Two or three years ago I saved the recipe for vegan coconut macaroons by Isa Chandra Moskowitz and a few days ago it fell into my hands again. I had to finally try it. My family and I loved it, so I will share it with you.
The macaroons are easy and fast to make. To avoid them from getting too hard, store them in an airtight container instead of a metal one.
- 3 oz silken tofu
- 1/3 cup neutral-tasting oil
- 2 tbsp soy milk
- 1/2 cup sugar
- 1/2 teaspoon almond extract
- 1 teaspoon vanilla extract
- 1 cup flour
- 3/4 tsp baking powder
- 1/4 tsp salt
- 1 1/2 cups shredded coconut
- 1/2 cup dark chocolate
- Preheat the oven to 180° C (360° F), line two baking trays with parchment paper.

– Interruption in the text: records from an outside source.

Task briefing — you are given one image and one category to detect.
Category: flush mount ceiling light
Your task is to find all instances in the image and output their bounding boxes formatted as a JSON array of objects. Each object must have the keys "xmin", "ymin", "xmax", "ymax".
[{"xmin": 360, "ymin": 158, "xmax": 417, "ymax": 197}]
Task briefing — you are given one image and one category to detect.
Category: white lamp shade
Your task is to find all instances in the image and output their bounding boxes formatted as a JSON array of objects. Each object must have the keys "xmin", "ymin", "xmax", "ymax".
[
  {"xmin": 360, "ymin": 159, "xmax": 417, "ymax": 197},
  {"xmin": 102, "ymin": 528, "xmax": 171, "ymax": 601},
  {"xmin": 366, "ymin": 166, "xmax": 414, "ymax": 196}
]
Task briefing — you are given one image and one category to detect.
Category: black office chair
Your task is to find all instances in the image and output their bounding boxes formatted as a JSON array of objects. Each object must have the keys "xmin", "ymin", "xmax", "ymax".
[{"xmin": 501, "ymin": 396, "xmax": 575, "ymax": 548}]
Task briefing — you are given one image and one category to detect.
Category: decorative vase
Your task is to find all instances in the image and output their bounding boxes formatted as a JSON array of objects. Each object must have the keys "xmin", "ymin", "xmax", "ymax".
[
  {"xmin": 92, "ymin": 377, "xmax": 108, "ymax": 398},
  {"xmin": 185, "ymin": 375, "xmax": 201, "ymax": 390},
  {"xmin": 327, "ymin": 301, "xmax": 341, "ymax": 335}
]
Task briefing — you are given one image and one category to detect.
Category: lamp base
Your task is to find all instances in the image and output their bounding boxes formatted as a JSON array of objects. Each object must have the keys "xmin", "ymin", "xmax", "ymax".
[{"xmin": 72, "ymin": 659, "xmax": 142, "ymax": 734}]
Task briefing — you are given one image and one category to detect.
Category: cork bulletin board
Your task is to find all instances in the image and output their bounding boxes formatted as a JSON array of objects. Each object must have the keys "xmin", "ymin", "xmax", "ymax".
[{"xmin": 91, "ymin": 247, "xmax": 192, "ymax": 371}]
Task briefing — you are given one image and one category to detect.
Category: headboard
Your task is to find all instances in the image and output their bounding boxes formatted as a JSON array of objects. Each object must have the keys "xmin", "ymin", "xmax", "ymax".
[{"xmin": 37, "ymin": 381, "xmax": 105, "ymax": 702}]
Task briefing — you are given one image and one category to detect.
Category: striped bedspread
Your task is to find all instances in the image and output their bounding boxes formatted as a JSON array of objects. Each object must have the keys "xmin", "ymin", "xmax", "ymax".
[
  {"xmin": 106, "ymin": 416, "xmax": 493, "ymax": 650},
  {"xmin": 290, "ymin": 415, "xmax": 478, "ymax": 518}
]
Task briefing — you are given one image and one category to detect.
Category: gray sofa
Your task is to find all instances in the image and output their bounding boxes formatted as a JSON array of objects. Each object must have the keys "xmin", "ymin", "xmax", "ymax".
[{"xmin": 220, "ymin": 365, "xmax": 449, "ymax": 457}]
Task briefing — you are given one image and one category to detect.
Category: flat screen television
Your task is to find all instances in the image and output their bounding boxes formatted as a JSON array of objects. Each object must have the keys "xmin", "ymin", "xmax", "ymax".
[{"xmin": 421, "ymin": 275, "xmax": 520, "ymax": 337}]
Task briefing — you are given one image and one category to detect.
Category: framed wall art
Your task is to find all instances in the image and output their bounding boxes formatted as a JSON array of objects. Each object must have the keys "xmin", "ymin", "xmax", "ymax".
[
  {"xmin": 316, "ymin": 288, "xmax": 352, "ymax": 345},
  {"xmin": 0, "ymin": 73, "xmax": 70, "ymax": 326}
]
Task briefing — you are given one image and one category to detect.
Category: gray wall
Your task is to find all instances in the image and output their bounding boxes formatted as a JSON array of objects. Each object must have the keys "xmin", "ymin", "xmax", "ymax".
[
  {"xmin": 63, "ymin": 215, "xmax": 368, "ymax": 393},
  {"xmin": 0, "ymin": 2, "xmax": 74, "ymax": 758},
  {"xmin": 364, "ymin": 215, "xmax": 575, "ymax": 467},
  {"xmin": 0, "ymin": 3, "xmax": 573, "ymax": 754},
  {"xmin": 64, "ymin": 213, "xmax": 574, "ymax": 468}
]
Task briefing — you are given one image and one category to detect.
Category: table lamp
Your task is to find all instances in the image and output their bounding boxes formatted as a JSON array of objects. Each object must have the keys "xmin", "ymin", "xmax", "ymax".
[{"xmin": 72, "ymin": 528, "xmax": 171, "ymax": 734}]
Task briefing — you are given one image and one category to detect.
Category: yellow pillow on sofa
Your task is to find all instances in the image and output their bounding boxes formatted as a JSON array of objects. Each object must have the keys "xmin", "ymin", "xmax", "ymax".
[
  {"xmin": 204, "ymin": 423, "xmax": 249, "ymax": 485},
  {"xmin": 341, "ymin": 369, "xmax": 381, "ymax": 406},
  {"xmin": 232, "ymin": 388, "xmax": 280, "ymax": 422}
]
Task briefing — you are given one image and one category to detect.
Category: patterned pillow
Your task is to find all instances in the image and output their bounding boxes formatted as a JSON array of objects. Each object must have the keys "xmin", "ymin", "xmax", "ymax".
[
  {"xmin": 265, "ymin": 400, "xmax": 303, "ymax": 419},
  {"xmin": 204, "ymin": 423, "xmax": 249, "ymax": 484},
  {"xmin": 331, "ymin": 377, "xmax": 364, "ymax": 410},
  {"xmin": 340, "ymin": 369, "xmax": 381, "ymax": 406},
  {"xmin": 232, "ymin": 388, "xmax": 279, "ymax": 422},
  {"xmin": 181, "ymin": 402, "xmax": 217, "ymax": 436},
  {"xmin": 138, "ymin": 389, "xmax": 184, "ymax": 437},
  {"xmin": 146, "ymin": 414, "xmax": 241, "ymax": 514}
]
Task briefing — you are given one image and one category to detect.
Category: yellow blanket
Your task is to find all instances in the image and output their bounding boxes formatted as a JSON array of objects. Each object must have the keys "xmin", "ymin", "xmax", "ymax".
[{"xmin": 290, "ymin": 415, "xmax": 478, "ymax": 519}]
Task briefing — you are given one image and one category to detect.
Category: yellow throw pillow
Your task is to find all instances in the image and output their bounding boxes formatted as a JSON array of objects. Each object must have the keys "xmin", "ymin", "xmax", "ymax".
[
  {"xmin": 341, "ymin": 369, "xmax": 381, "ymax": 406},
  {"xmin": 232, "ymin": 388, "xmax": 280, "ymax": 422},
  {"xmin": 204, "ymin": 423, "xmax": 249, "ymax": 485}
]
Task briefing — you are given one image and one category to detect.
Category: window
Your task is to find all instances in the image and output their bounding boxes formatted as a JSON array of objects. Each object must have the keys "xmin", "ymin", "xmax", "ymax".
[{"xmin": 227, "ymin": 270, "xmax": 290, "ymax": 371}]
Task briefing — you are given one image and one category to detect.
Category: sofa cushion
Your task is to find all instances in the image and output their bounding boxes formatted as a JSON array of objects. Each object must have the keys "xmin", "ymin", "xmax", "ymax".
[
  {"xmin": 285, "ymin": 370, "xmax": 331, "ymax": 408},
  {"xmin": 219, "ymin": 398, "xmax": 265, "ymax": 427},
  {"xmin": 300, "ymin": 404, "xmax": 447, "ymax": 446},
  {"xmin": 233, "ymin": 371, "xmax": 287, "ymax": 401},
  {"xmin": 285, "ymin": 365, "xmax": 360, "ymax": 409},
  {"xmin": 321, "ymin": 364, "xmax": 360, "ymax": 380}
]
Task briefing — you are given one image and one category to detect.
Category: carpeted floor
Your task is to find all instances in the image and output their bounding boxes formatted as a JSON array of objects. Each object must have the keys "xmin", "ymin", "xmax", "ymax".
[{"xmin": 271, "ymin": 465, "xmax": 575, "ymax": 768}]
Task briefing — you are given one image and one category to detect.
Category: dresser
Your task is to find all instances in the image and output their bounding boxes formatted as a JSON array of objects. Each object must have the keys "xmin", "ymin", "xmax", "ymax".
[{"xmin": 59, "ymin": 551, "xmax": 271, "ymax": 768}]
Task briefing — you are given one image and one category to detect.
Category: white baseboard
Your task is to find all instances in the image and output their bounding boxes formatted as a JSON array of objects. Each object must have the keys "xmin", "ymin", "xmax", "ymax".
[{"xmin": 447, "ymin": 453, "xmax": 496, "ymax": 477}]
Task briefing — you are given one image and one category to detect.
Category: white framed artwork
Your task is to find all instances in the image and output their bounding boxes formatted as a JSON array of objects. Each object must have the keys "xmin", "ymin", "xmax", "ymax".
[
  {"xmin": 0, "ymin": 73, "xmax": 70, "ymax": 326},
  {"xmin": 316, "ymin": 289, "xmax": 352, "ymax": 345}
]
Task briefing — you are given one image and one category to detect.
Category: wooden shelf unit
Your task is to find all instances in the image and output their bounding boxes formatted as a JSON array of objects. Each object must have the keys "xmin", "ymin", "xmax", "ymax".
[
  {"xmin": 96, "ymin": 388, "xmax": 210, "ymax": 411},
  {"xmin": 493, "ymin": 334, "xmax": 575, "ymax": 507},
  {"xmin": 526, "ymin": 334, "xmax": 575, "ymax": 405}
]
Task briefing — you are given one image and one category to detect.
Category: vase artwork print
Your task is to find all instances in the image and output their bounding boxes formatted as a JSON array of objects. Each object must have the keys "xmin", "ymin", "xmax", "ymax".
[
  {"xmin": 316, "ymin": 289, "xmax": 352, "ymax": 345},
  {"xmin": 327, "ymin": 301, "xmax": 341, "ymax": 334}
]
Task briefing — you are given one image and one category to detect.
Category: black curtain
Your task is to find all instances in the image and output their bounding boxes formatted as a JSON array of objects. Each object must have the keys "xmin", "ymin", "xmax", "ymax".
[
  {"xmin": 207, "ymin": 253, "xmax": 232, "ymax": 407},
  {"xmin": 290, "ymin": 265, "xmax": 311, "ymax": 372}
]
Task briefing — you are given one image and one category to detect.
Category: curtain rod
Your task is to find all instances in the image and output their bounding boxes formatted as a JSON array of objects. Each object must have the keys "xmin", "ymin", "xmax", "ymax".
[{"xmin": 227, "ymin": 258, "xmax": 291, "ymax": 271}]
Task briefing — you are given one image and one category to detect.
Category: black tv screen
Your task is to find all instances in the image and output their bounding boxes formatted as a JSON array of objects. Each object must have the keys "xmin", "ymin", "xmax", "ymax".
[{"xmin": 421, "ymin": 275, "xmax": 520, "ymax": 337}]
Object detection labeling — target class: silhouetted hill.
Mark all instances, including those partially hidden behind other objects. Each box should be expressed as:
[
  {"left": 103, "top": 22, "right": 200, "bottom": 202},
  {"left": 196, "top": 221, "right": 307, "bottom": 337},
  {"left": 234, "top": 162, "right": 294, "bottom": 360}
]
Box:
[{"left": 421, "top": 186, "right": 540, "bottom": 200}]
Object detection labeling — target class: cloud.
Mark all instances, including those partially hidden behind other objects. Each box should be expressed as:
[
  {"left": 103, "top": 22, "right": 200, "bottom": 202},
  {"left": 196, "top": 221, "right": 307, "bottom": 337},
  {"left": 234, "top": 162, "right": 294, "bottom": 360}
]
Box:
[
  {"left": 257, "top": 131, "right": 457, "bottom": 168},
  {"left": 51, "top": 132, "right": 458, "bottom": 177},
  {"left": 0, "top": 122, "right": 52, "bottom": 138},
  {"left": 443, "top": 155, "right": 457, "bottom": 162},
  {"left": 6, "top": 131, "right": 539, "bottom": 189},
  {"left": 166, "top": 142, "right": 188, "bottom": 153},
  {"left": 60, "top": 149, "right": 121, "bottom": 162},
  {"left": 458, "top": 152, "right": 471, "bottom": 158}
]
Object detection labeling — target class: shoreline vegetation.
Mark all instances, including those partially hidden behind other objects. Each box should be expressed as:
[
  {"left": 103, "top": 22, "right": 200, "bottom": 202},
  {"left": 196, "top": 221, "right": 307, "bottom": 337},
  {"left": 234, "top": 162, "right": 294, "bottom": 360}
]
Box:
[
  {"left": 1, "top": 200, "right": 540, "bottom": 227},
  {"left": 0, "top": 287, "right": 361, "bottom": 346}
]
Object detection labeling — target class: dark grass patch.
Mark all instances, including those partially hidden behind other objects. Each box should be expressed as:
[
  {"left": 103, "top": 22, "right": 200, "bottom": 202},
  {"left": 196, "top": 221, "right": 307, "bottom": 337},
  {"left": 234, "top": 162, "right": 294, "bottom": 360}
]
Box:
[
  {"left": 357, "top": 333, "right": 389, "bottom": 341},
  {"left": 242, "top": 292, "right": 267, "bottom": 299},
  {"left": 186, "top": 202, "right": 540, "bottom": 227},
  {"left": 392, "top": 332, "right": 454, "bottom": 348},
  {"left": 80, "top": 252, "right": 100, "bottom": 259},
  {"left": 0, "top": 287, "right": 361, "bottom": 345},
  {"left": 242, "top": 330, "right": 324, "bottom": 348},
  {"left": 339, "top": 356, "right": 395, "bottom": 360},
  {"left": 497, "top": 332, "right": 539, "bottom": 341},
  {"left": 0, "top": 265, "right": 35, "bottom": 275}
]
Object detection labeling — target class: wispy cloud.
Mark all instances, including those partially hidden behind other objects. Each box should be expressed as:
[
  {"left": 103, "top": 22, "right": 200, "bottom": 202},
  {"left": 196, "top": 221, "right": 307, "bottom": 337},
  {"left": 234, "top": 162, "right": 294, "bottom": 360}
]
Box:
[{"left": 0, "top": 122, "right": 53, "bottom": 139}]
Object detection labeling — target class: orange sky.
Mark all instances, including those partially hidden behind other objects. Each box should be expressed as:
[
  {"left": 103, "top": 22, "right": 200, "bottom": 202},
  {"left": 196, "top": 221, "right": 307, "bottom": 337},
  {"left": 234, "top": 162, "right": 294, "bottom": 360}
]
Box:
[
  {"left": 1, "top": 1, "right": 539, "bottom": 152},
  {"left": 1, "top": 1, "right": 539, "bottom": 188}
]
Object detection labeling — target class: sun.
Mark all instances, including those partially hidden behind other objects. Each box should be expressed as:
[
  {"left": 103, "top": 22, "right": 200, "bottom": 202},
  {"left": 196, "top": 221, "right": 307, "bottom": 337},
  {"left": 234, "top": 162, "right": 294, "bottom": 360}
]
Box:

- In a blender mix silken tofu, oil and soy milk until smooth. Stir in the rest of the ingredients until a sticky dough forms.
- Drop the dough on the baking trays with two teaspoons and bake in the oven for 12 - 14 minutes, until the edges brown. Remove from the oven and let cool on a cooling rack.
- When the macaroons are cold, melt the chocolate (in a double boiler or carefully (!) in the microwave), dip in the bottom of the macaroons and return them on the parchment paper.
- Store the macaroons in an airtight container for up to 2 weeks.